PEKING/TAIPEH. Als die Maschine aus Peking nach vierstündigem Flug um 14.15 Uhr in Taipeh landet, strahlt die 40-jährige Lehrerin Zheng Jie voller Vorfreude. Eine Ehrengarde aus zwei Löschzügen sprüht Willkommens-Fontainen über das Flugzeug, die Passagiere sind vergnügt und die Stewardess wünscht „einen guten Aufenthalt in Taiwan!“

Die Pekingerin Zheng, eine zierliche Frau mit Pferdeschwanz und Brille, ist so etwas wie ein Pionier und schreibt in diesem Moment ein kleines Stück chinesischer Geschichte mit. Denn sie gehört zu den rund 700 Passagieren vom Festland, die an diesem Freitag direkt nach Taiwan reisen. Es ist ein historisches Ereignis, möglich geworden durch die jüngste Annäherung zwischen der KP in Peking und dem neuen taiwanesischen Präsidenten Ma Ying-jeou, der seit dem 20. Mai im Amt ist.

Im Juni verabredeten die beiden Regierungen, dass Flugzeuge zwischen acht taiwanischen und fünf Festlands-Flughäfen fliegen dürfen. Noch allerdings darf dies nur an den Wochenenden geschehen, auch die Zahl der Flüge ist zunächst auf 36 begrenzt.
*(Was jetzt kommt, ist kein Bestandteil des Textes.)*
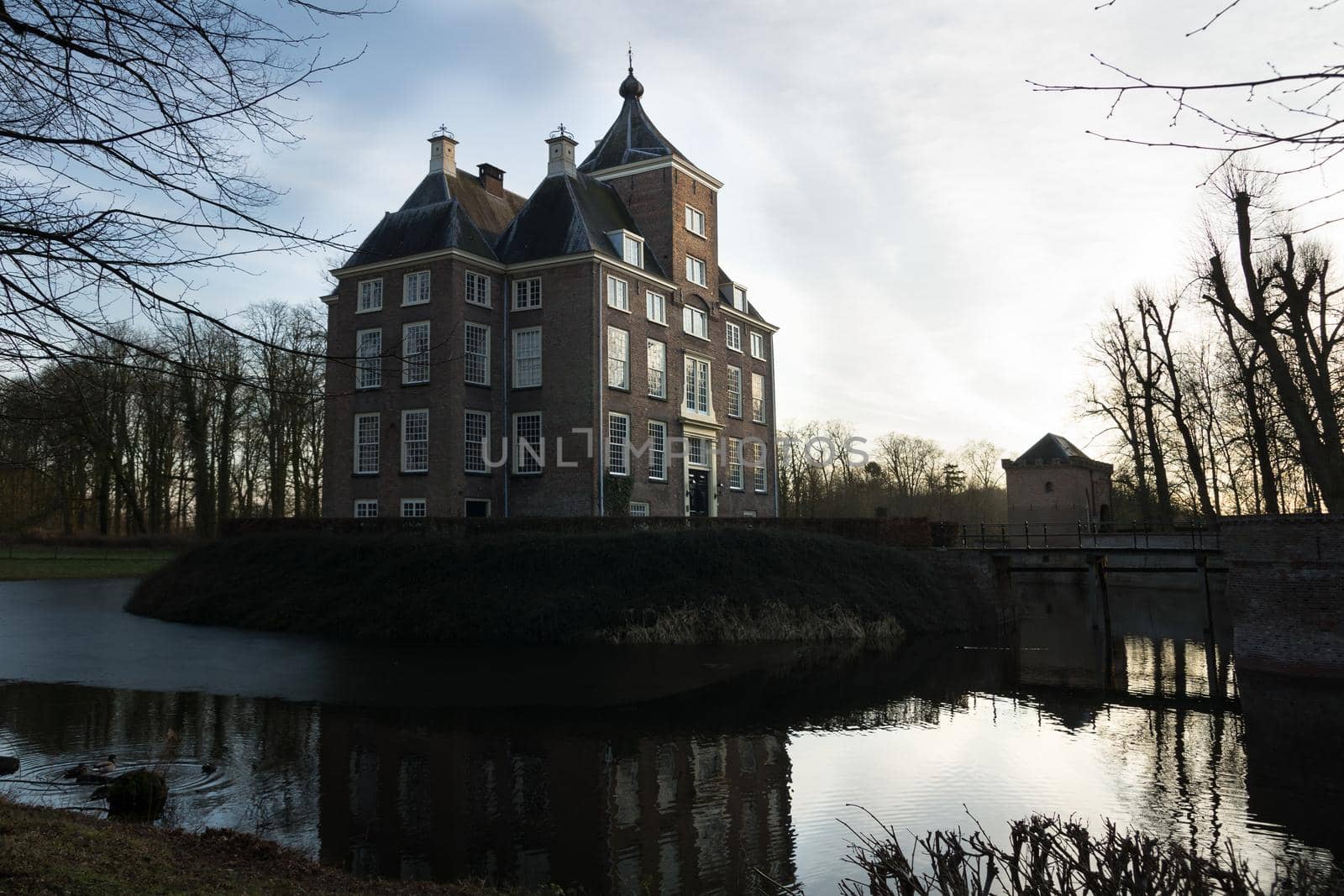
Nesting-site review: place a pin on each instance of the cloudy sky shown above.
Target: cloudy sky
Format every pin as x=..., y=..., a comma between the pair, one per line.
x=933, y=237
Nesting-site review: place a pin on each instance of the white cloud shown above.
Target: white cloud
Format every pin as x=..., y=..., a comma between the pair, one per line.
x=933, y=237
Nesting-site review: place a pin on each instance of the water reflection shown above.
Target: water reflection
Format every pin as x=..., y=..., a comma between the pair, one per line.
x=703, y=790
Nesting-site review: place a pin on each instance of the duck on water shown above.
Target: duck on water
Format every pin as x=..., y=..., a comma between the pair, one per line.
x=96, y=773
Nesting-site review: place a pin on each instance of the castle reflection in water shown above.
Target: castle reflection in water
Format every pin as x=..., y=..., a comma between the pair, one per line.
x=699, y=794
x=674, y=815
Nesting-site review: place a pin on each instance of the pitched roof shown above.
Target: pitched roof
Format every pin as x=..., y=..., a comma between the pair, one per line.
x=441, y=212
x=1053, y=448
x=566, y=215
x=632, y=137
x=726, y=297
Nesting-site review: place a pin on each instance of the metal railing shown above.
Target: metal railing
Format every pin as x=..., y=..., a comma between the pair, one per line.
x=1112, y=537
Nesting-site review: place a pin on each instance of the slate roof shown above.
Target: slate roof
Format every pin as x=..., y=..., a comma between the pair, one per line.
x=1052, y=449
x=726, y=298
x=441, y=212
x=566, y=215
x=632, y=137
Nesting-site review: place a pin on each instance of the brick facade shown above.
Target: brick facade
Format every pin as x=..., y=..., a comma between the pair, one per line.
x=1285, y=584
x=561, y=235
x=1054, y=483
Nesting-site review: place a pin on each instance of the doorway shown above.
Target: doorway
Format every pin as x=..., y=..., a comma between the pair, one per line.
x=698, y=484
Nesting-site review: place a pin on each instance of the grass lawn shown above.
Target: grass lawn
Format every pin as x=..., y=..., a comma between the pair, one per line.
x=30, y=562
x=50, y=851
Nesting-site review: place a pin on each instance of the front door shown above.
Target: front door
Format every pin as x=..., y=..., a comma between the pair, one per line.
x=699, y=484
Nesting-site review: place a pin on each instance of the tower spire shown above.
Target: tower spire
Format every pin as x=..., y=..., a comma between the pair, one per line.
x=631, y=87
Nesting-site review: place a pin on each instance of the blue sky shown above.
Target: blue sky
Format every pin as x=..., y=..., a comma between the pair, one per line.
x=933, y=238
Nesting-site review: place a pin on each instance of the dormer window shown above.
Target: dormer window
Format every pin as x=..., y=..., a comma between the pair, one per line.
x=696, y=221
x=629, y=246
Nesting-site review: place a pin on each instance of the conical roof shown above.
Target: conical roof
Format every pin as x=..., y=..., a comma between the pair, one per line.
x=632, y=136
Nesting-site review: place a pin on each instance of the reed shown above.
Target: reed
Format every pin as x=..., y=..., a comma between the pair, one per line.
x=1047, y=856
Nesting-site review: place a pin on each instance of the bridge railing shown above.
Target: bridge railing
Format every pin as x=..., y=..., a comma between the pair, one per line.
x=1112, y=537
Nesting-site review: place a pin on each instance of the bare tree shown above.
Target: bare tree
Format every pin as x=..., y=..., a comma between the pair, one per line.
x=125, y=134
x=1263, y=110
x=1285, y=302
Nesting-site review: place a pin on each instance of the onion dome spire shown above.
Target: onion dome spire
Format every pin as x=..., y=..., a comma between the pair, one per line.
x=631, y=87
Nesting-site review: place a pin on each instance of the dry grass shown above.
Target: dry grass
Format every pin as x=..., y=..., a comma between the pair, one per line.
x=50, y=851
x=723, y=622
x=528, y=587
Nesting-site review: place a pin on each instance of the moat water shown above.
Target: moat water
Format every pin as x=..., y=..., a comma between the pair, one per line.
x=691, y=770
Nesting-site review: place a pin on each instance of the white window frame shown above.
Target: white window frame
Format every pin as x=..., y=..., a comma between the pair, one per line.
x=407, y=443
x=416, y=288
x=690, y=317
x=477, y=289
x=360, y=468
x=416, y=365
x=694, y=265
x=692, y=217
x=370, y=297
x=656, y=308
x=698, y=452
x=658, y=375
x=617, y=362
x=617, y=298
x=618, y=443
x=698, y=389
x=519, y=358
x=732, y=335
x=736, y=391
x=468, y=327
x=658, y=450
x=369, y=363
x=528, y=295
x=524, y=463
x=476, y=463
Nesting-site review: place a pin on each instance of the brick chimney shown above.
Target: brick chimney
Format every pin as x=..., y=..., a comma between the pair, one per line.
x=559, y=154
x=492, y=179
x=443, y=154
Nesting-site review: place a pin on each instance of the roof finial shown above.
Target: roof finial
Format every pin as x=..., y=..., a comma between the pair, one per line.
x=631, y=87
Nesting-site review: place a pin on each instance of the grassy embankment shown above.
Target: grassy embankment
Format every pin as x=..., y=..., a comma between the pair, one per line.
x=50, y=851
x=656, y=586
x=65, y=562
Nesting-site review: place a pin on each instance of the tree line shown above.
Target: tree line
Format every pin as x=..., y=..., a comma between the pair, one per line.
x=1225, y=392
x=824, y=470
x=168, y=432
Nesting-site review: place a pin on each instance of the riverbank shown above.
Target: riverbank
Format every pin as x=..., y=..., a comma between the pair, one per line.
x=528, y=587
x=51, y=851
x=37, y=562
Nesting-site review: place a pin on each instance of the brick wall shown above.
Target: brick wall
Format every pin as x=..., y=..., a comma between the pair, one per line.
x=1287, y=590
Taiwan-Trip für Chinesen: 1200 Euro

Gleichwohl: Nach Jahren bitterer Worte und Drohgebärden zwischen den Politikern auf beiden Seiten wächst damit die Hoffnung auf eine entspannte Zukunft, in der sich die Bewohner des Festlands und der Insel mit ihren 23 Millionen Menschen schneller und bequemer als früher besuchen können.

Zheng, reiselustige Geschichtslehrerin aus Peking, wollte in diesem Sommer eigentlich die von muslimischen Uiguren bewohnte Nordwestregion Xinjiang erkunden. Aber dann ergab sich plötzlich die Chance auf ein anderes Abenteuer: Eine Gruppenreise über die Taiwan-Straße in das bislang verfeindete Taiwan. So buchte sie für rund 1200 Euro eine zehntägige Tour, die sie zu allen wichtigen Sehenswürdigkeiten der Insel führen wird.

Individuell dürfen die chinesische Touristen allerdings noch nicht nach Taiwan fliegen, was Lehrerin Zheng völlig in Ordnung findet: „Wir kennen uns ja hier noch nicht aus, da ist es schon gut, wenn alles organisiert wird.“

„Taiwan gehört zu uns!“

Zheng hält das fliederfarbene Reisedokument mit der Einreiseerlaubnis für Taiwan in der Hand, das extra für diese Reise geschaffen wurde. Da die Pekinger Regierung Taiwan nicht als souveränen Staat anerkennt und deshalb auch keinen taiwanischen Stempel im chinesischen Pass dulden will, fanden die Behörden diese pragmatische Lösung. Dass die Taiwaner die Reisegruppen aus der VR China gut aufnehmen werden, bezweifelt Zheng nicht: „Wir sind doch alle Chinesen“, sagt sie, „wir sprechen dieselbe Sprache und stammen aus derselben Kultur.“

Auf politische Diskussionen mit ihren taiwanischen Landsleuten will sich Mitpassagierin Lian Shan, die sich als „einfache Frau aus dem Volk“ und als Regierungsbeamtin zu erkennen gibt, nicht einlassen: „Es gibt nur ein China, daran wird nicht gerüttelt, Taiwan gehört zu uns“, sagt sie fest. Die Direktflüge, davon ist sie überzeugt, seien nur der „erste Schritt auf dem Weg zur Wiedervereinigung“. Sie sollen künftig pro Jahr bis zu einer Million Festländer auf die Insel bringen.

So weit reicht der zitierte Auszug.